# Recommended Dinner Train



## piperdriver (Nov 3, 2010)

Can anyone recommend a fantastic dinner train experiance? Either in the U.S or Canada. An overnight adventure would be even better---


----------



## Devil's Advocate (Nov 3, 2010)

piperdriver said:


> Can anyone recommend a fantastic dinner train experiance? Either in the U.S or Canada. An overnight adventure would be even better---


The Canadian is supposed to be the best among what we have left. I have every intention of riding her over the full Toronto - Vancouver run but the trip has run into complications arising from the lack of communication infrastructure in the Canadian wilderness and my friend's passport application.


----------



## MrFSS (Nov 3, 2010)

This *one* is probably the best of perhaps 6-8 different dinner trains I have ridden.


----------



## jimhudson (Nov 4, 2010)

MrFSS said:


> This *one* is probably the best of perhaps 6-8 different dinner trains I have ridden.

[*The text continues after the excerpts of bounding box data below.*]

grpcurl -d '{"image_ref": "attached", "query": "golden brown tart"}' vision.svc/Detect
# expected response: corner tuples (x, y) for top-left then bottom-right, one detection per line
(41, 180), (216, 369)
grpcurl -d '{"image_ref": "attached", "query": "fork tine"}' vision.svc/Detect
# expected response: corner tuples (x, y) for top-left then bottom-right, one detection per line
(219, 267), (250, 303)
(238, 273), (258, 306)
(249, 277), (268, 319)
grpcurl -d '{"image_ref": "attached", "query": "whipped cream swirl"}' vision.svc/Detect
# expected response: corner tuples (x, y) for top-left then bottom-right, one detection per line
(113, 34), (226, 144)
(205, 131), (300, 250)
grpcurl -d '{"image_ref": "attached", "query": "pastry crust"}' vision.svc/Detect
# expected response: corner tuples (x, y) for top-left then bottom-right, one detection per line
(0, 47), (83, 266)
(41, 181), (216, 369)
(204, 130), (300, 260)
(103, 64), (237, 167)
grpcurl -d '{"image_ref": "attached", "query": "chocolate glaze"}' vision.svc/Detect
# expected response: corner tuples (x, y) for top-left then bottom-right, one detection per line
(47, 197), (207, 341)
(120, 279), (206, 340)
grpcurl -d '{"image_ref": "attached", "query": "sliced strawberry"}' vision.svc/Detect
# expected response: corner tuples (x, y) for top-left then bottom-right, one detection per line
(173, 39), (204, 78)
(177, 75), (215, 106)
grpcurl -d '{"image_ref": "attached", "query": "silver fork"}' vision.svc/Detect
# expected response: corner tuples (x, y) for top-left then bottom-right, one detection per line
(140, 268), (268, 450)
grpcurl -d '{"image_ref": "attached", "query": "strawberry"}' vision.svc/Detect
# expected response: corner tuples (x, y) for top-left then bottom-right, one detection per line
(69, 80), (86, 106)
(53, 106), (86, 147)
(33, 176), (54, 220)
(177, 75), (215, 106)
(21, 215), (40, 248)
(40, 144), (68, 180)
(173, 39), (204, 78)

 Looks pretty nice Tom, is it seasonal and do you have to drive to get there? I know there a not as many of these as there used to be, if nothing else riding the Canadian or Ocean in Canmada probably is a great idea as was said, the best of Both worlds! :wub:


----------



## MrFSS (Nov 4, 2010)

jimhudson said:


> MrFSS said:
> 
> 
> > This *one* is probably the best of perhaps 6-8 different dinner trains I have ridden.
> ...



Yes you have to drive to get to it. It is out in the middle of nowhere!


----------